I’ve mentioned in a past post that Little T is doing two after-school activities since she began going to school in September. Three, if you count swimming, which she actually stopped going to, but will start again when school resumes after the summer. At the moment she’s doing:
which she absolutely enjoys and is doing really well. In fact, a couple of weeks ago, one of the senior coaches approached us and said that they’ve actually singled her out from her group and thinks she has potential. They actually mentioned that they would like to train her for competitions, but that would mean another extra hour of training and would like to do this after the summer. It was certainly a proud moment for me and my husband. We were really pleased, especially since she enjoys going to gymnastics so much.
Little T was also happy when we told her. She also said “That means I get to wear a different kind of leotard!” You see, girls who do competitions wear a different kind from the other girls. We explained though that this will mean an extra-hour, not to mention hard-work. At the moment though, I don’t think she understands that it is “hard-work”. To her, gymnastics is all about fun, being with her friends, doing jumps, balancing and other gymnastic moves.
Too young? Too soon?
Later though, I turned to my husband and said “But she’s only four for goodness sake!” He reminded me, by then she’ll be older. “Yes, but isn’t five also too young?” She goes to gymnastics on Fridays after class, from 4-5. If she starts training, that will be from 4-6. Won’t she be exhausted? Then again, badge sessions are almost 3 hours and she seems all hyper and not tired after each session.
While I’m really proud that they think she has potential, I’m worried that the training will be too much and just want her to have fun at gymnastics. Of course I won’t hold her back. If she’s really into it, we will support her all the way. Even if it means camping out in the waiting room with the other parents who actually bring their work with them, laptops and all. Once I saw a woman bring her portable sewing machine! Now I know why.

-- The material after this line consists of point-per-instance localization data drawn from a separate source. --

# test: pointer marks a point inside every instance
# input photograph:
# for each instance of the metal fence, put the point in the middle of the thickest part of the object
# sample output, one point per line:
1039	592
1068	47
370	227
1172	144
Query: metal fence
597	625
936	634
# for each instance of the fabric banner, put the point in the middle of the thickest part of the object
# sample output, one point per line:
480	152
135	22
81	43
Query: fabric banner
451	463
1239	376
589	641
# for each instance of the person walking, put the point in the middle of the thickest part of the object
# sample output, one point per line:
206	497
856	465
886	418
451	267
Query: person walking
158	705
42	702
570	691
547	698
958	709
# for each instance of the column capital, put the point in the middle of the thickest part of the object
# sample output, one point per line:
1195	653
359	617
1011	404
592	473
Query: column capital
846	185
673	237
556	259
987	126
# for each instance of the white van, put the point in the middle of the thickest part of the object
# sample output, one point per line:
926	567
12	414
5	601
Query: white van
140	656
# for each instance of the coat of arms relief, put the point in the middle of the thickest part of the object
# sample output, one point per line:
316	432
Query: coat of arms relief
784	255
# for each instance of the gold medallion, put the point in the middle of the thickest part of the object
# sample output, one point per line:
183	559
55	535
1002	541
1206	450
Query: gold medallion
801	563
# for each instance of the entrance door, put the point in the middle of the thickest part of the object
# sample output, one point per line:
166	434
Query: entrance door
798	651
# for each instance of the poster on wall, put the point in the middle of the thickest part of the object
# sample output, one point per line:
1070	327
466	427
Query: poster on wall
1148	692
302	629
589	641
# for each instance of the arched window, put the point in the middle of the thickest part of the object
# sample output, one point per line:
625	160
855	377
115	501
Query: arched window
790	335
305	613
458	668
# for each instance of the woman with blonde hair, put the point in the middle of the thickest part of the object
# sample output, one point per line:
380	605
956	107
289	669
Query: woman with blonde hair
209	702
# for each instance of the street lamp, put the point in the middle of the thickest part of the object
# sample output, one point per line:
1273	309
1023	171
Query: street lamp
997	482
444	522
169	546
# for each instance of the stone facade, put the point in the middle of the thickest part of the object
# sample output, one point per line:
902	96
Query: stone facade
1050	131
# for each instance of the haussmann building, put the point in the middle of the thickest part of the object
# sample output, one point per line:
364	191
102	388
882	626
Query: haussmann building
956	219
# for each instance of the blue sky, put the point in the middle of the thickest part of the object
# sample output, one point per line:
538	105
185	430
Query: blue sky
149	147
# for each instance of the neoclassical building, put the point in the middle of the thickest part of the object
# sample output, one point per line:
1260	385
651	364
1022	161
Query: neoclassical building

Almost all the kids in little T’s school all go to Starmakers. It’s a drama/singing/dancing type of class which little T also loves. At first, she refused to go. But then she noticed all her friends were going. She tried it out and really enjoys every minute of it. Again, I guess it’s because to her, it’s all play. She gets to sing and dance with the rest of her friends from school. And not only that, it’s held at the village hall which is not far from their school and their home. At least we don’t drive to get her to that, we just walk her which is always good isn’t it? Starkers happens every Monday after school.
Here she is with her friends and their version of the Lion King.
Little T’s village school offers violin or cello lessons to students who are interested in it. Now that she’s turning five, she can actually join them if she wants to, which of course, she does! I’m happy about cello lessons, especially since it’s just at their school, no driving to be done. But with gymnastics (plus training), swimming (which she will start again by September), Starmakers, and then now cello lessons? Surely that’s too much for a five-year old? Something has to give right? If I had my way, I’d want her to give up Starmakers, but she loves it though. I can’t stop her from going, especially since she really enjoys it. Should I?
I was chatting with another mum, her twin daughters who are close to little T and also goes to gymnastics mentioned that her twins also want to go to ballet and street dancing class. They also go to the same Starmakers as T. She didn’t seem to think that it was all too much. Maybe it’s just me then? Maybe I’m the only one who is finding this too much, too soon? And I actually forgot to mention that little T also wants to go to trampolining class in her gym club! But I think I’m going to put my foot down on that one, especially since that’s on a different day.
The question is, why do we need to cram so much activities after school? How important is it? With little T, all these are her choices. We didn’t prompt her for it. What’s wrong with spending time at home after school instead? Admittedly, I don’t always have the time to sit with her, especially when there’s dinner to be made, and chores to do. I do make it a point though to have a little chat and for some cuddles on the couch before I get up and do my chores. During the weekends, she’s happy to potter around, do some painting (which she loves) and play on her own. Sometimes, she has friends over, most times it’s just her, me and her dad. Surely that’s enough?
What do you think?
Is it too much, too early to have so many after school activities for a four (turning five) year old?